# Generation of job descriptions with tranformer models

### Checking for GPU availability to run the computations


In [1]:
from datasets import Dataset
import numpy as np
import os
import pandas as pd
import sys
from transformers import Trainer, TrainingArguments, AutoTokenizer, AutoModelForCausalLM, AutoModelForSeq2SeqLM, DataCollatorForSeq2Seq, pipeline

  from .autonotebook import tqdm as notebook_tqdm
2025-05-10 01:51:28.357835: I tensorflow/core/util/port.cc:153] oneDNN custom operations are on. You may see slightly different numerical results due to floating-point round-off errors from different computation orders. To turn them off, set the environment variable `TF_ENABLE_ONEDNN_OPTS=0`.
2025-05-10 01:51:28.563067: E external/local_xla/xla/stream_executor/cuda/cuda_fft.cc:467] Unable to register cuFFT factory: Attempting to register factory for plugin cuFFT when one has already been registered
E0000 00:00:1746834688.635543  210453 cuda_dnn.cc:8579] Unable to register cuDNN factory: Attempting to register factory for plugin cuDNN when one has already been registered
E0000 00:00:1746834688.656145  210453 cuda_blas.cc:1407] Unable to register cuBLAS factory: Attempting to register factory for plugin cuBLAS when one has already been registered
W0000 00:00:1746834688.828193  210453 computation_placer.cc:177] computation placer already r

### Setting root path to project path

In [6]:
project_root = os.path.abspath(
    os.path.join(os.getcwd(), '../../../..')
)
if project_root not in sys.path:
    sys.path.append(project_root)

os.environ["TOKENIZERS_PARALLELISM"] = "true"
LOAD_FINE_TUNED = True

### Imports

In [7]:
import torch
print(f"GPU available: {torch.cuda.is_available()}")
print(f"Device count: {torch.cuda.device_count()}")
if torch.cuda.is_available():
    print(f"Current device: {torch.cuda.current_device()}")
    print(f"Device name: {torch.cuda.get_device_name(torch.cuda.current_device())}")

GPU available: True
Device count: 1
Current device: 0
Device name: NVIDIA GeForce RTX 3060 Ti


### Load fine-tuned models

In [8]:
fine_tuned_model_path = os.path.join(project_root, 'models', 'src', 'generation', 'transformers', 'fine_tuned_model_gpt2')
if not os.path.exists(fine_tuned_model_path):
    raise FileNotFoundError(f"Model directory not found: {fine_tuned_model_path}. Please ensure the path is correct.")
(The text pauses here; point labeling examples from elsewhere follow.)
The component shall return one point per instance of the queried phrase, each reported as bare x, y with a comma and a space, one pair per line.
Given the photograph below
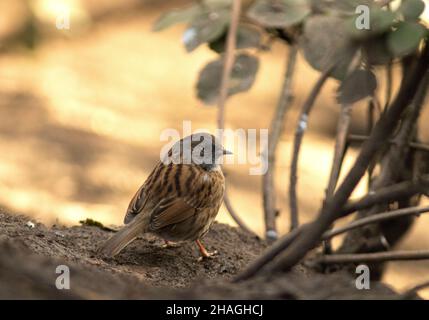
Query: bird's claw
207, 255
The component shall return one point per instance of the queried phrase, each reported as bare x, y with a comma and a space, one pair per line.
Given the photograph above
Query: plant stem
277, 127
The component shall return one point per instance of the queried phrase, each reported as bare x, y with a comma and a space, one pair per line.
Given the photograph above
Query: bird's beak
225, 152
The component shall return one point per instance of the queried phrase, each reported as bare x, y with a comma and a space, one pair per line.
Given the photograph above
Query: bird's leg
167, 244
204, 252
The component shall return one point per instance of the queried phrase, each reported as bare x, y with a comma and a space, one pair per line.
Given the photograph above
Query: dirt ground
30, 253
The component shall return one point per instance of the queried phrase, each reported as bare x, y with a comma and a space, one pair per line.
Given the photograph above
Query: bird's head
201, 149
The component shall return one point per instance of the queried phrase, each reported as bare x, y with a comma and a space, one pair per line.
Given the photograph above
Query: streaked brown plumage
179, 200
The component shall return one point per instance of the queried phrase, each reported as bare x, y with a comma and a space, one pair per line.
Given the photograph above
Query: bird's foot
207, 255
169, 245
204, 253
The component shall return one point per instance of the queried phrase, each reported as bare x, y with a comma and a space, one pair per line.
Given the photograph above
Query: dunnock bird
181, 197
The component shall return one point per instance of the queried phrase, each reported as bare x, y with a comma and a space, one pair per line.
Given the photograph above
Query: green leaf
176, 16
358, 85
247, 37
376, 51
205, 27
380, 21
411, 10
279, 14
242, 77
341, 7
406, 38
325, 41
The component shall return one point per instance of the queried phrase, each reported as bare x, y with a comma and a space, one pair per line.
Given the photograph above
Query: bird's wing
171, 211
136, 205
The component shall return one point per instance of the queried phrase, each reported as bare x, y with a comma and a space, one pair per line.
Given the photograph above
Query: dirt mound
30, 254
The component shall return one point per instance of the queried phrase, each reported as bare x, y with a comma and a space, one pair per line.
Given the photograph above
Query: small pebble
30, 224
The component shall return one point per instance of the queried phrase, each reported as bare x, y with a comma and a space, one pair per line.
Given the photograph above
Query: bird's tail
123, 237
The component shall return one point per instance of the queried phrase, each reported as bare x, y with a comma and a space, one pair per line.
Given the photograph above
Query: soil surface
31, 252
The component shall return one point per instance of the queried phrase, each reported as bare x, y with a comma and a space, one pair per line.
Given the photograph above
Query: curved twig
413, 291
374, 257
299, 134
411, 211
339, 154
387, 194
270, 254
415, 145
223, 94
277, 126
340, 147
381, 133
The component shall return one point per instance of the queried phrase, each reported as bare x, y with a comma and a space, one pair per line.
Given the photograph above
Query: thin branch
388, 194
270, 254
299, 135
381, 133
409, 294
276, 129
228, 62
223, 94
411, 211
340, 147
374, 257
415, 145
339, 154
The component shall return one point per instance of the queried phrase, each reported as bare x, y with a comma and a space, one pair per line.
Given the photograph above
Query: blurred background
82, 110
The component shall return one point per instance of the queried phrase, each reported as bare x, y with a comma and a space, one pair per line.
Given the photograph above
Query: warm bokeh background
82, 112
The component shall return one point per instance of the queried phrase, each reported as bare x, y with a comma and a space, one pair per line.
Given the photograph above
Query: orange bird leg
203, 251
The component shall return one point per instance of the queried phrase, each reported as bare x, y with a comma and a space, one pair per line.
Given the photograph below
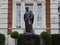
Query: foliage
37, 40
46, 37
20, 39
14, 34
2, 39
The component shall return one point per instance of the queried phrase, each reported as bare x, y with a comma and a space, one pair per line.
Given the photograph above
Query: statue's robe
28, 18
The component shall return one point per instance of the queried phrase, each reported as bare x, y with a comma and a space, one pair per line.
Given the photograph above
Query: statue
28, 18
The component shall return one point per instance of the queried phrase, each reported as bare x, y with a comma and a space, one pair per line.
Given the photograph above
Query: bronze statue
28, 18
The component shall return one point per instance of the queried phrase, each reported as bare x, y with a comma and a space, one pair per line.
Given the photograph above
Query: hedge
20, 40
46, 38
2, 39
55, 39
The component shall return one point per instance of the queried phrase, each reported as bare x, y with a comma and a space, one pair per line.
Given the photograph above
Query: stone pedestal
29, 38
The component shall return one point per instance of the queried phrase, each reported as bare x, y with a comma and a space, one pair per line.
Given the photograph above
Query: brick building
46, 16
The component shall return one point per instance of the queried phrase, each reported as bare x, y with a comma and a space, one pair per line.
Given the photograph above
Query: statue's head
27, 8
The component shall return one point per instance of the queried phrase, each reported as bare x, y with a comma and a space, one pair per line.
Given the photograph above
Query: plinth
29, 38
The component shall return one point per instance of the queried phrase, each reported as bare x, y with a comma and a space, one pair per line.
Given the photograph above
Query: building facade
46, 16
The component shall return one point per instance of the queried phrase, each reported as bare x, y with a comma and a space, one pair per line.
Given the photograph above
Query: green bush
2, 39
37, 40
14, 34
46, 37
55, 39
20, 39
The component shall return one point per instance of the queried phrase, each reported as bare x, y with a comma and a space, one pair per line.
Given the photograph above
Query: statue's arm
32, 15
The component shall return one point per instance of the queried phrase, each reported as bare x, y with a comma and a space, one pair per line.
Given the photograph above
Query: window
39, 15
18, 16
54, 20
30, 6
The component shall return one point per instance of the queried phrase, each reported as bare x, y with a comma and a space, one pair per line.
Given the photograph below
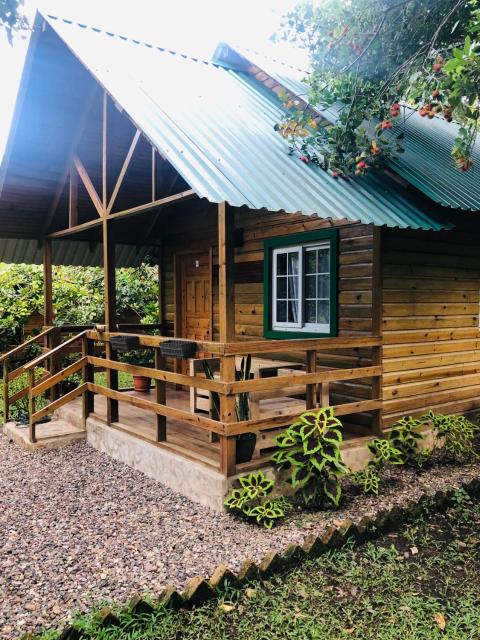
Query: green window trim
293, 240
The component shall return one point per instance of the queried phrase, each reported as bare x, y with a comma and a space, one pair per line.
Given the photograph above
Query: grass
404, 586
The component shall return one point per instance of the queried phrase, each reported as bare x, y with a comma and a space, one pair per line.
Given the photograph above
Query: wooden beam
47, 284
110, 319
73, 199
92, 192
154, 168
184, 195
226, 254
104, 150
67, 168
126, 164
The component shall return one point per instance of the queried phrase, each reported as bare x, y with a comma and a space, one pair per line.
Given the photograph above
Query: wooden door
195, 296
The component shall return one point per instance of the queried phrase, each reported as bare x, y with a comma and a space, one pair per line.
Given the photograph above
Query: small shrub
405, 438
252, 500
383, 453
311, 448
457, 432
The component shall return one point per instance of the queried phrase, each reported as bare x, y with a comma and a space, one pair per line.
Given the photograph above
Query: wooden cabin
362, 294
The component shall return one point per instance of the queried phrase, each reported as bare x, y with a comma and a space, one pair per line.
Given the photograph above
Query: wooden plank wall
356, 274
430, 322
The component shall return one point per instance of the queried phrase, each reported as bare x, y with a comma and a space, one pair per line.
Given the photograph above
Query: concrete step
71, 413
50, 435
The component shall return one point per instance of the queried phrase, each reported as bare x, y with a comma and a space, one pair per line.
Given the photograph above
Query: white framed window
300, 286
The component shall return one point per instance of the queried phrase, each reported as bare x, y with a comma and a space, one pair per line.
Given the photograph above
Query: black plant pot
245, 447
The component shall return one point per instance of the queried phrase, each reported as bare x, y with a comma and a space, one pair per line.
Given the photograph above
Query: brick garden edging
199, 590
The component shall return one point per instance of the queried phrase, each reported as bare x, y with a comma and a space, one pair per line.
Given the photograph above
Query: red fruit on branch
438, 64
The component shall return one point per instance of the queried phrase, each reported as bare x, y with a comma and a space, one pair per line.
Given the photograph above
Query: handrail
54, 351
25, 344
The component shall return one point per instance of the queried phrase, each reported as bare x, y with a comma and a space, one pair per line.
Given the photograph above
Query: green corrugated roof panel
426, 164
215, 126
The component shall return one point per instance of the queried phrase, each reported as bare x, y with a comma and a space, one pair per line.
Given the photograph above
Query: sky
188, 26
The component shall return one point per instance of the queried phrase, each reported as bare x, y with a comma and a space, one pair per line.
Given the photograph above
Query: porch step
50, 435
70, 413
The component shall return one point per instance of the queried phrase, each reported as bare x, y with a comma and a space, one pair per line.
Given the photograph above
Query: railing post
31, 406
52, 363
160, 397
311, 389
6, 405
88, 396
228, 444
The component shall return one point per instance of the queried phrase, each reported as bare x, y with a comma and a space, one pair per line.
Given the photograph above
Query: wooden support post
228, 444
6, 401
73, 199
377, 391
110, 307
160, 289
377, 327
55, 339
226, 256
311, 389
104, 150
160, 397
88, 349
324, 400
154, 169
47, 283
31, 406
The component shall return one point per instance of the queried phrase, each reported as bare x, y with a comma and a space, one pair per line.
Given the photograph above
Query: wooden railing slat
25, 344
169, 412
157, 374
58, 377
56, 404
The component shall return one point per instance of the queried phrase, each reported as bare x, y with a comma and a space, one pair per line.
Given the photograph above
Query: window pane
282, 287
311, 261
311, 287
310, 311
293, 263
323, 260
293, 311
323, 286
323, 312
282, 264
281, 311
293, 282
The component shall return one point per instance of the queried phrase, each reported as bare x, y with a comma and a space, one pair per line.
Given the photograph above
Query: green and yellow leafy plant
405, 437
252, 500
456, 433
383, 453
311, 448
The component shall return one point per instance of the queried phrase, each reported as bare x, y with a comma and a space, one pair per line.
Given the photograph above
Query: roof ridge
125, 38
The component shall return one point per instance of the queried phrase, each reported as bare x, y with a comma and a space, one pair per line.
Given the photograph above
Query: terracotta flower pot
141, 383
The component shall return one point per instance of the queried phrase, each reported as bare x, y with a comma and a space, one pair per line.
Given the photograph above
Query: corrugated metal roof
67, 252
426, 164
215, 125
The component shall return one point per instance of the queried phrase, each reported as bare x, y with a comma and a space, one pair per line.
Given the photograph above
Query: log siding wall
431, 353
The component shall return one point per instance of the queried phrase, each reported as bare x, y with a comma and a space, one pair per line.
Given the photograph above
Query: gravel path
78, 527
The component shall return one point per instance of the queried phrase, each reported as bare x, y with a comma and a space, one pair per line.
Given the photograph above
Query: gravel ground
78, 528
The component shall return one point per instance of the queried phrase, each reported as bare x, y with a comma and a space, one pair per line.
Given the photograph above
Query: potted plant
142, 358
245, 441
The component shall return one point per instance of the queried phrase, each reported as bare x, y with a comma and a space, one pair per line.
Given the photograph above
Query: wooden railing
312, 383
315, 381
9, 376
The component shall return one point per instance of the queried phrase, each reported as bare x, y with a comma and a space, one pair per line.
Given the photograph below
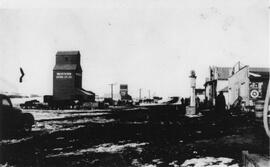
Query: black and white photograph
134, 83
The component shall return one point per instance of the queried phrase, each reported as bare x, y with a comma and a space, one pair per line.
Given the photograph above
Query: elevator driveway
132, 138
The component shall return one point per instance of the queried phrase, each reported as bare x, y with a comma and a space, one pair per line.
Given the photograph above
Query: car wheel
28, 122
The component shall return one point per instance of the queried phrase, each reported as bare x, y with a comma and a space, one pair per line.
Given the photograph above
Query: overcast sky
146, 44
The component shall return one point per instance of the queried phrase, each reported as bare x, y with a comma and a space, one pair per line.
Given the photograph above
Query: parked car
12, 119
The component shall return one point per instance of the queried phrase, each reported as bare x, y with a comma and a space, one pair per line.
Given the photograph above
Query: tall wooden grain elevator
67, 78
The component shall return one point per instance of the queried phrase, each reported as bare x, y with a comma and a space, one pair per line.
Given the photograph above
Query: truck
247, 86
13, 119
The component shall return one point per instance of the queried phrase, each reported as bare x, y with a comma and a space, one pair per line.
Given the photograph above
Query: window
5, 102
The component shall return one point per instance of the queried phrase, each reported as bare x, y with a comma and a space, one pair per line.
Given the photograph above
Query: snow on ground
209, 162
102, 148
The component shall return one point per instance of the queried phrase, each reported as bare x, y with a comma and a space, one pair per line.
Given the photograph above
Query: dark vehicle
12, 119
33, 104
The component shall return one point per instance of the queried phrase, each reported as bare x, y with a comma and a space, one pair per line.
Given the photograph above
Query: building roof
223, 73
259, 71
85, 92
65, 67
225, 89
67, 53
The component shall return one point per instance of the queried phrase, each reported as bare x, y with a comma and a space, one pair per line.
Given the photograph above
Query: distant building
217, 81
199, 92
248, 82
124, 93
67, 78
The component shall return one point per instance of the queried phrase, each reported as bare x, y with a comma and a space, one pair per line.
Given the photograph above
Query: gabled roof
65, 67
259, 71
67, 53
223, 73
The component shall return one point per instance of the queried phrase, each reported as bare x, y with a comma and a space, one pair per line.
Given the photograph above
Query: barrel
259, 104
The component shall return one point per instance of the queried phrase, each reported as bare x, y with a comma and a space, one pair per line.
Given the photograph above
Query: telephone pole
112, 90
140, 93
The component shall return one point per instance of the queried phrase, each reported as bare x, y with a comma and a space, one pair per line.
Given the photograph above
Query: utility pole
112, 90
140, 93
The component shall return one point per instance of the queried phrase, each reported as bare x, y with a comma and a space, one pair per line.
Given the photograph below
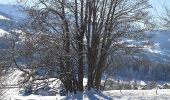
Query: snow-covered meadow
106, 95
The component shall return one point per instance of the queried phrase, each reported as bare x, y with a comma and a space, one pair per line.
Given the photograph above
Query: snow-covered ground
106, 95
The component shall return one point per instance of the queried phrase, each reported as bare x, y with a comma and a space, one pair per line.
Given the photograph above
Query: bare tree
87, 29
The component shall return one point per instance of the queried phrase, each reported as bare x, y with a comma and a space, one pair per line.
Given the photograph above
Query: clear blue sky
158, 5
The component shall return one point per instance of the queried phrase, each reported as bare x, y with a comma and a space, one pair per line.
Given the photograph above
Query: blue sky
157, 10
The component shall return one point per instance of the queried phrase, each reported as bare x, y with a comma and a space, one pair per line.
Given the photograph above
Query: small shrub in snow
166, 86
152, 85
27, 90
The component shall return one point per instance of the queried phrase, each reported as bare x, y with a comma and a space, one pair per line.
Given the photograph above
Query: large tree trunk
80, 62
99, 70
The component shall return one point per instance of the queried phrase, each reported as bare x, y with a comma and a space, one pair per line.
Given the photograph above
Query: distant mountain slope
12, 11
10, 16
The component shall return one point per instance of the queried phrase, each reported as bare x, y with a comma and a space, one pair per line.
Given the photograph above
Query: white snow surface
2, 32
3, 18
106, 95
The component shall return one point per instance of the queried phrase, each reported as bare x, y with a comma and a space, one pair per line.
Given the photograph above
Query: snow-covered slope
12, 11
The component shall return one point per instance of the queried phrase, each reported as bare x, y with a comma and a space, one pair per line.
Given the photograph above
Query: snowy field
106, 95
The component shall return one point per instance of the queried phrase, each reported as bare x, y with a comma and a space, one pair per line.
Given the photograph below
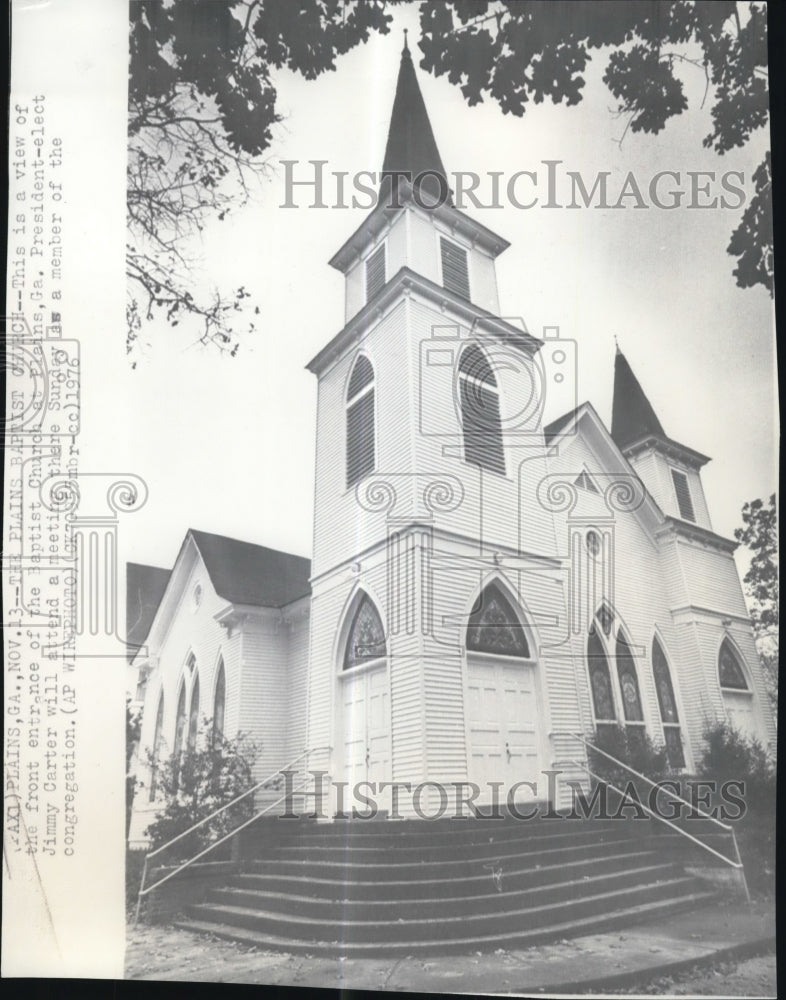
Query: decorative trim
406, 279
695, 532
669, 447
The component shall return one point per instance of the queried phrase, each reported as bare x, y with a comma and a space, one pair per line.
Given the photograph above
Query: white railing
144, 890
735, 864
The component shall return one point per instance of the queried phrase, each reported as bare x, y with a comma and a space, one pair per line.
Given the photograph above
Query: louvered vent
455, 270
375, 272
480, 418
684, 501
361, 456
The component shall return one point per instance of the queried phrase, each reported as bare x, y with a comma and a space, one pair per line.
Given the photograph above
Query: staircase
411, 887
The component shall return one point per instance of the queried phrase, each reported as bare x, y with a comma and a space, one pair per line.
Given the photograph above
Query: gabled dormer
415, 223
669, 470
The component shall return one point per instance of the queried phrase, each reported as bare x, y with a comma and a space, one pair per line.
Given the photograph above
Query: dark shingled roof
145, 586
411, 144
632, 415
243, 573
551, 430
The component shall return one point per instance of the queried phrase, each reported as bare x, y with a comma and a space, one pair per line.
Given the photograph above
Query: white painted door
503, 726
366, 727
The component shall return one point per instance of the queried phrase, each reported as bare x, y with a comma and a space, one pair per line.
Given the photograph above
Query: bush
731, 756
195, 783
632, 746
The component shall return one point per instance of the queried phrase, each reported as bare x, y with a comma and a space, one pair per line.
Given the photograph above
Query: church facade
483, 587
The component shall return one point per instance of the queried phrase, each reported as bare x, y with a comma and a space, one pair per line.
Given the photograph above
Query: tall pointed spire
632, 415
411, 146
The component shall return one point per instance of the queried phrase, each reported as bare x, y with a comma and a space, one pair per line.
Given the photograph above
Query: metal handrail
144, 890
737, 865
654, 784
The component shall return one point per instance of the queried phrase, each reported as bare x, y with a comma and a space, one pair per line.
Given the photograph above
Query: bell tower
429, 451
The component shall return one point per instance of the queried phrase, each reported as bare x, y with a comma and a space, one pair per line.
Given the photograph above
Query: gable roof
550, 431
411, 145
145, 586
632, 415
243, 573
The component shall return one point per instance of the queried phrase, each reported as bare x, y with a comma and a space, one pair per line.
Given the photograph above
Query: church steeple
632, 415
411, 146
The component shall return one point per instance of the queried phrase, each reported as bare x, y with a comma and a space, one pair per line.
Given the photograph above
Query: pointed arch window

fine_tuned_tokenizer = AutoTokenizer.from_pretrained(fine_tuned_model_path)
fine_tuned_model = AutoModelForCausalLM.from_pretrained(fine_tuned_model_path)

### Model selection

In [4]:
# model_name = "gpt2"  # Or choose another model like "gpt2", "t5-small", etc.
# tokenizer = AutoTokenizer.from_pretrained(model_name)
# model = AutoModelForCausalLM.from_pretrained(model_name)

model_name = "gpt2"
tokenizer = AutoTokenizer.from_pretrained(model_name)
model = AutoModelForCausalLM.from_pretrained(model_name)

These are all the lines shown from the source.